In January, at the start of Syria's peace conference in Montreux, Switzerland, U.N. chief Ban Ki-moon repeatedly asked al-Muallem to step away from the podium when he exceeded his time limit while giving his speech.
“You live in New York. I live in Syria,” al-Muallem snapped at the time, ignoring Ban's appeal to conclude his opening remarks.
Meanwhile, Syrian Information Minister Omran al-Zoubi blasted the U.N.-Arab League mediator for Syria, Lakhdar Brahimi, for saying he warned the Syrian government if it goes ahead with scheduled presidential elections, the opposition will probably refuse to participate in a new round of peace talks.
Al-Zoubi told Syrian state television that Brahimi “forgot that he is a mediator between the legitimate Syrian government and the opposition” and he should respect his job as a mediator.
“This interference in Syrian affairs is totally rejected,” al-Zoubi said. “Brahimi has no right to implement America's policy in Syria and the decision to hold elections is decided by Syrian authorities and no one can stop these constitutional steps in the country.”
Syrian officials say the presidential elections will be held on time, and Assad has suggested he would run again.
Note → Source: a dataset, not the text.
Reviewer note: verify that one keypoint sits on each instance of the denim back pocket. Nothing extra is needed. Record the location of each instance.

The poll must be held between 60 and 90 days before Assad's second seven-year term ends on July 17.
On Thursday, the country's parliament approved an electoral law opening the door - at least in theory - to other potential contenders besides Assad.
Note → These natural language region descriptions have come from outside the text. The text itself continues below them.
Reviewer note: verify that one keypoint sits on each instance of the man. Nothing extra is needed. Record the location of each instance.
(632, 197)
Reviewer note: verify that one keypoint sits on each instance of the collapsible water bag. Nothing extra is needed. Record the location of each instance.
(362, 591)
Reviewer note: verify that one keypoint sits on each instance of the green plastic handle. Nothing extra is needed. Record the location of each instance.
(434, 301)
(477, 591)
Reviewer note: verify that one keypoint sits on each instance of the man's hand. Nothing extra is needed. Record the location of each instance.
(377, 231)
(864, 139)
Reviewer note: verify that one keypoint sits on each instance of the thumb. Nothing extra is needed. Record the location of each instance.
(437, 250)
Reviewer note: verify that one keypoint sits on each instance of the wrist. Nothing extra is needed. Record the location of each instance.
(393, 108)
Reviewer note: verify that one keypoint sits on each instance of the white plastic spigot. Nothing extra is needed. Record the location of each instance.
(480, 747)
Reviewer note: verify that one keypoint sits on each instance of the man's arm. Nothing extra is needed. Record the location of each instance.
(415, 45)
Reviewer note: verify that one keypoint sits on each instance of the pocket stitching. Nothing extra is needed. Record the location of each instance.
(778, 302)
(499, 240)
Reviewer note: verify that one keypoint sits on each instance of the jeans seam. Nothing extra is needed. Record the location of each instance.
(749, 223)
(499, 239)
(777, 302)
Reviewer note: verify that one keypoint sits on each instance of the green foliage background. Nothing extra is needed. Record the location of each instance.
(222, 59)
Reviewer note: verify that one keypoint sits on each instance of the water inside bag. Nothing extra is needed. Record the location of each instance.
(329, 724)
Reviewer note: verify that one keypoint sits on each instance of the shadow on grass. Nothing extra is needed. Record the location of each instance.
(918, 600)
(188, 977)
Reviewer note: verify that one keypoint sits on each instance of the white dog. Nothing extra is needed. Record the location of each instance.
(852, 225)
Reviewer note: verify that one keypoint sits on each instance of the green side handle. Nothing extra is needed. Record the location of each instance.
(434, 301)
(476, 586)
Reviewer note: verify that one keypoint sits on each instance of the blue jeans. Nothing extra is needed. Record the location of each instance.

Also Friday, Syrian TV reported that troops ambushed a group of gunmen near the town of Talkalakh near the border with Lebanon, killing about two dozen of them. It showed footage of dead men, some with rifles next to their bodies.
The Britain-based Syrian Observatory for Human Rights reported that members of the al-Qaida breakaway group the Islamic State of Iraq and the Levant completed their withdrawal from the northwestern province of Idlib and mountainous areas of the coastal region of Latakia. It said the gunmen moved to the northern provinces of Aleppo and Raqqa.
Islamic State fighters have been fighting members of other rival groups in northern Syria since early January. Activists say the clashes killed more than 3,300 people.
Syria's uprising, which began with largely peace protests in March 2011, has evolved into a civil war with sectarian overtones. Islamic extremists, including foreign fighters and Syrian rebels who have taken up hard-line al-Qaida-style ideologies, have played an increasingly prominent role among fighters, dampening the West's support for the rebellion to overthrow Assad.